In many ways, Thursday nights are a microcosm of the sophomore and junior experiences. The days when we walked around Yale in awe, filling our camera rolls with new pictures of Harkness Tower every time the light changed, are over. The days when we will stroll through residential college courtyards, making a last-ditch effort to imprint each detail of the gargoyles’ absurd faces into our memories, are yet to come. Most of the time, we speed-walk from class to class, only taking time to appreciate Yale’s beauty when the sun shines down on Cross Campus. We exist in limbo.

So is the case with Thursday nights. For most sophomores and juniors, this night is just like any other. The excitement of BD Thursdays has grown stale, and secret societies are still shrouded in mystery. Personally, the highlight of my last Thursday night was getting to bed by 11:30 p.m.

At first, I missed the energy of freshman-year Thursdays. There was a certain je ne sais quoi about trekking home at 2:00 a.m. only to wake up at 8:30 a.m. for my morning poetry class. If nothing else, it certainly built character. Over the past few months, though, I’ve come to appreciate the tranquility of subdued Thursday nights. They usually go something like this: dinner in JE, followed by Herald production, then some studying in Sterling before making my final retreat to the Trumbull Library’s cushy, red chairs. 

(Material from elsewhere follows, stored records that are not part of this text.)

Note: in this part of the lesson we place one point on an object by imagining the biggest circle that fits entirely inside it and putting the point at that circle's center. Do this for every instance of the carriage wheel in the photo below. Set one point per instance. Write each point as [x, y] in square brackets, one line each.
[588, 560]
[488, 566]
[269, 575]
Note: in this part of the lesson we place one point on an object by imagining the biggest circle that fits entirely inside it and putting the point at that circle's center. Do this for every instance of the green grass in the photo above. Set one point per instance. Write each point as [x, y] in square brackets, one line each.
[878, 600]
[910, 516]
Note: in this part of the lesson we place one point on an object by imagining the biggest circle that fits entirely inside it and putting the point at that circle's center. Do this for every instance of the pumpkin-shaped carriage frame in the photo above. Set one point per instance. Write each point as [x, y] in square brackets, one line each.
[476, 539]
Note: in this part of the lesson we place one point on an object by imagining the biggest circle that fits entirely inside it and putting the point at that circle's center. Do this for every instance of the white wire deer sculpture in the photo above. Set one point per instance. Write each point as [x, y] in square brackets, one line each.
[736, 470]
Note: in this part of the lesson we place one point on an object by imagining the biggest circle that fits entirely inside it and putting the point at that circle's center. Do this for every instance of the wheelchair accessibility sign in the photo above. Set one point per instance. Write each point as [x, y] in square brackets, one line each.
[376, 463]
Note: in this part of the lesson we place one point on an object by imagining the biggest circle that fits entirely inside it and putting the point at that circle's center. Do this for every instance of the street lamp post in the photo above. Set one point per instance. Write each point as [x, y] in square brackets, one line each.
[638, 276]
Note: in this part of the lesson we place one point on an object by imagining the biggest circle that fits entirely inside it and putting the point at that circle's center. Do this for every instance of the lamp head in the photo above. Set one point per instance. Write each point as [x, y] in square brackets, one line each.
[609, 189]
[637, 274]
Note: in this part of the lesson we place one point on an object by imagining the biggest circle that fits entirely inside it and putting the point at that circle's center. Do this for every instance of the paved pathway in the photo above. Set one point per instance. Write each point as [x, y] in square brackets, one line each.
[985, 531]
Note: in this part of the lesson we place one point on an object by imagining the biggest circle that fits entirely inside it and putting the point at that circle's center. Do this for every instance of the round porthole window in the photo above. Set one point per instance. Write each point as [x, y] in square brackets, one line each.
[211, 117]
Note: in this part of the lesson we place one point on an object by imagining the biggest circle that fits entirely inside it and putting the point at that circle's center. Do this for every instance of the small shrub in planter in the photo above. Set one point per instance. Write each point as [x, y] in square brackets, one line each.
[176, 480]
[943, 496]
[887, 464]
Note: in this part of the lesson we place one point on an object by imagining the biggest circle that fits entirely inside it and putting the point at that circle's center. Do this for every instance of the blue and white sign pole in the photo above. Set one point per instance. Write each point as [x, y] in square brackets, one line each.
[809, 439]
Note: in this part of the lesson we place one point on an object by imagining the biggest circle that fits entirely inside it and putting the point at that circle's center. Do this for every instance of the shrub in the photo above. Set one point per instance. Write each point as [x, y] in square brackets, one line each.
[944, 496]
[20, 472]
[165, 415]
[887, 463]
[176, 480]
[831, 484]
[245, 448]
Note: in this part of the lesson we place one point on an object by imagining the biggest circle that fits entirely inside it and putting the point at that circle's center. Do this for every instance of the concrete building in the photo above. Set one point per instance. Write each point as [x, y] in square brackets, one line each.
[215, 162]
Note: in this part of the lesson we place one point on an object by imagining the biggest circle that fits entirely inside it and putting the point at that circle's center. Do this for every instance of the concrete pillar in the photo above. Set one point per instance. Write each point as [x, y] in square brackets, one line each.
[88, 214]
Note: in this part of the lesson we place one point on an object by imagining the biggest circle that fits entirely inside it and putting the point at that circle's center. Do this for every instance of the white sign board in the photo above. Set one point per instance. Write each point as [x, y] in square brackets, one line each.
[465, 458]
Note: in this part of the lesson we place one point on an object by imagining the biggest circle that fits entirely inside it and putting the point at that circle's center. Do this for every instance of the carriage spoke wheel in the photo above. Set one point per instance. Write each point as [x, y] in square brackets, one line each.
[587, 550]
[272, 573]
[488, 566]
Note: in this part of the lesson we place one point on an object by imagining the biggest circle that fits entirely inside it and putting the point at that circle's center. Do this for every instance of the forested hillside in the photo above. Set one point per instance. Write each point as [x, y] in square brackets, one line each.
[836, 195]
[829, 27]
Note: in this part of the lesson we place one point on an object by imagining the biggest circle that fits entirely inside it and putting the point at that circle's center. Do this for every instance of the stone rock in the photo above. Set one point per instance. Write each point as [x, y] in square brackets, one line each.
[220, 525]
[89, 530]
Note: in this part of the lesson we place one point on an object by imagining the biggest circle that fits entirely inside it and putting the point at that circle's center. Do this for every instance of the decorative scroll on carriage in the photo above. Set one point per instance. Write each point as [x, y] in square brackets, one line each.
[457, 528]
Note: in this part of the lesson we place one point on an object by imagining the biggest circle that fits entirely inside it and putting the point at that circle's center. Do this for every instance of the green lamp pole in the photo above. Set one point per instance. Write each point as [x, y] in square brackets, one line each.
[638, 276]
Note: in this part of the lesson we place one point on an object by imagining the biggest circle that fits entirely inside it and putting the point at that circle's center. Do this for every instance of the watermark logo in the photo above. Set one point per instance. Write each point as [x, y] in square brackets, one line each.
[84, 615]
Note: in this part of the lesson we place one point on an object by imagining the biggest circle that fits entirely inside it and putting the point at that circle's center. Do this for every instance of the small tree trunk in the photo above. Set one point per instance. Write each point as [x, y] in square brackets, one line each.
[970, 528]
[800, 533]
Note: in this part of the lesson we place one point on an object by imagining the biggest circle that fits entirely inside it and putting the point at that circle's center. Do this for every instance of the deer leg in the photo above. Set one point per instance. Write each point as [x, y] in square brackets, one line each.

As I drill Latin forms into my brain for tomorrow’s quiz, sounds from York Street seep through the cracked windows, creating a soundtrack for my studying. I wear Airpods to drown it out, filling my ears with a playlist of obnoxious house music that promises to improve concentration (thank you Bella Panico for this suggestion). Maybe the same music is playing at the parties I’m not attending. As freshmen crowd into mosh pits in dark basements, I hunch over my books in the dim lamplight. By senior year, maybe I’ll go out on Thursdays again. Maybe I’ll join the crowds of seniors flocking to their societies, stopping at Heidi’s along the way. But, for now, I’m content with my hiatus.